Description
Indulge in the delightful flavors of Coconut Veggie Salmon Curry with Rice, a nourishing meal that comes together in just 40 minutes. This vibrant dish features tender salmon fillets simmered in a creamy coconut curry infused with fresh vegetables like broccoli, bell peppers, and carrots. The aromatic spices create a satisfying balance of flavors that will elevate your dining experience any night of the week.
Ingredients
Scale
- 1 salmon fillet
- 1 tsp olive oil
- 1 cup broccoli florets
- 1 cup bell pepper strips (red & yellow)
- 1 cup sliced carrots
- 1 cup coconut milk
- 1 tsp curry powder
- ½ tsp turmeric (optional)
- Salt & pepper to taste
- ½ cup white basmati or jasmine rice
- 1 cup water
- Pinch of salt
Instructions
- Rinse the rice under cold water. In a pot, bring salted water to boil, add the rice, cover, and cook on low for 12-15 minutes until fluffy. Set aside.
- Season the salmon with salt and pepper. Heat olive oil in a non-stick skillet over medium heat and cook the salmon skin-side down for 4-5 minutes per side until flaky.

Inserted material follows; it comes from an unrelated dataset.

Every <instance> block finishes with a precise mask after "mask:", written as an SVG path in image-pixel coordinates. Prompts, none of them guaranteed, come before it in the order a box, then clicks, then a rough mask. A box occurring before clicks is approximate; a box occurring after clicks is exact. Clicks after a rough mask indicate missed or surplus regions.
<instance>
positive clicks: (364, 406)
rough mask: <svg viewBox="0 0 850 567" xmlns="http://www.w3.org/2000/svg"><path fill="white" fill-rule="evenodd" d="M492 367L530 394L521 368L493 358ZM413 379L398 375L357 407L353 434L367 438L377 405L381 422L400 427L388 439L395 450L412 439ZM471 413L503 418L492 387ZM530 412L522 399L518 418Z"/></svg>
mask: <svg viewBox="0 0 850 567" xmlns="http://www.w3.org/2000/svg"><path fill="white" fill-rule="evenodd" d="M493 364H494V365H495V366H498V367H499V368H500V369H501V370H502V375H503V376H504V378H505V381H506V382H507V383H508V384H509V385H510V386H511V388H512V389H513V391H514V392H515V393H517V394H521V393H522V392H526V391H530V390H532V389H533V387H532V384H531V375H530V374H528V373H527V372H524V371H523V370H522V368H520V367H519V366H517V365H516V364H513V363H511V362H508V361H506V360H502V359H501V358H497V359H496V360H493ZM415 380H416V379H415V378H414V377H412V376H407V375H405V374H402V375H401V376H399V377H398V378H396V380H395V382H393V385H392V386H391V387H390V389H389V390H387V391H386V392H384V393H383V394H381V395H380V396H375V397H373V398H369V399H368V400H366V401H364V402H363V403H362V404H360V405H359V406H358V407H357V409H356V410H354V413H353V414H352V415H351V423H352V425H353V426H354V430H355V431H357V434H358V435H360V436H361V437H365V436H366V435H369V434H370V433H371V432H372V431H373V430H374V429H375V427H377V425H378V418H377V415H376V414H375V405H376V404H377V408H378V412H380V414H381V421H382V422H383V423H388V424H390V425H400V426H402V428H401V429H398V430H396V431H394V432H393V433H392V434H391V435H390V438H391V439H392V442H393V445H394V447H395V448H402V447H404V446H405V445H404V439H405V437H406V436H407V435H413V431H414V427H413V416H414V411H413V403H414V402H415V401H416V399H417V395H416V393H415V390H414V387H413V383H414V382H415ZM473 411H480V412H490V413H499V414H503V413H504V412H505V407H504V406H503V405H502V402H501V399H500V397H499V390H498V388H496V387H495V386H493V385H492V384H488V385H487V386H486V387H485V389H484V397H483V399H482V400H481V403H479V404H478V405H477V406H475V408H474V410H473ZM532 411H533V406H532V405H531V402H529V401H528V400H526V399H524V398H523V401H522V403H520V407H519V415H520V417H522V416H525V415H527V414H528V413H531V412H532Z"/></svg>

- In the same skillet, sauté broccoli, bell peppers, and carrots for 3-4 minutes. Add coconut milk, curry powder, turmeric (if using), salt, and pepper; simmer uncovered for 5-7 minutes until veggies are tender.
- Serve the coconut veggie curry over fluffy rice topped with salmon and extra sauce.
- Prep Time: 15 minutes
- Cook Time: 25 minutes
- Category: Main
- Method: Sautéing
- Cuisine: Asian
Nutrition
- Serving Size: 1 bowl (approximately 400g)
- Calories: 540
- Sugar: 6g
- Sodium: 480mg
- Fat: 25g
- Saturated Fat: 10g
- Unsaturated Fat: 14g
- Trans Fat: 0g
- Carbohydrates: 60g
- Fiber: 5g
- Protein: 25g
- Cholesterol: 70mg
Keywords: Substitute salmon with chicken or turkey for variation. Feel free to add other seasonal vegetables like zucchini or snap peas. Rinsing rice prevents clumping and ensures fluffiness.